Securing SAP systems is becoming more and more relevant in today’s world. The threat landscape is constantly expanding, and it does not stop at SAP systems. It exposes companies of all sizes and industries to the risk of cyberattacks with severe consequences such as data leaks or damage to the company’s reputation.


Some of the vulnerabilities of SAP systems have been given well-known codenames such as RECON or 10KBLAZE. Besides these known vulnerabilities, easy-to-use exploits are found on the internet and used by threat actors without much knowledge of SAP.

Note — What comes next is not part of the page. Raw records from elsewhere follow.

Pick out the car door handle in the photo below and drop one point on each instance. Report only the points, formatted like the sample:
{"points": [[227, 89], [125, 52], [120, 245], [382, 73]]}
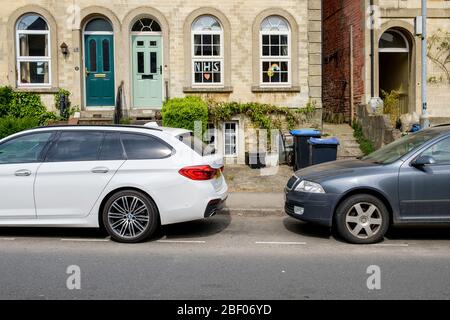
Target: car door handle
{"points": [[23, 173], [100, 170]]}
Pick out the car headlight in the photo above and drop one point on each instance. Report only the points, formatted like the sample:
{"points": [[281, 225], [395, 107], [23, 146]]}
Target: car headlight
{"points": [[309, 187]]}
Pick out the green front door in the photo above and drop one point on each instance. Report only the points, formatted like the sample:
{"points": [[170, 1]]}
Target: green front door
{"points": [[99, 61], [147, 71]]}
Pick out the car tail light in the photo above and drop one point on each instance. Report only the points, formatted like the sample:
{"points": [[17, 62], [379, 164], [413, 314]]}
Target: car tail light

Every month, SAP publishes security advisories about current vulnerabilities or bugs that could endanger the entire SAP landscape. These notes should be implemented in the SAP systems at regular intervals to ensure secure operation and often requires system downtime.


This section discusses how SAP systems are being attacked, the type of data that is exposed, and how modern architecture can prevent attacks on SAP systems.

 

Overview of Published SAP Security Updates

 

Due to the size and complexity of SAP software, SAP carries out numerous tests, validations, and checks for compliance with programming guidelines before a new software component is released.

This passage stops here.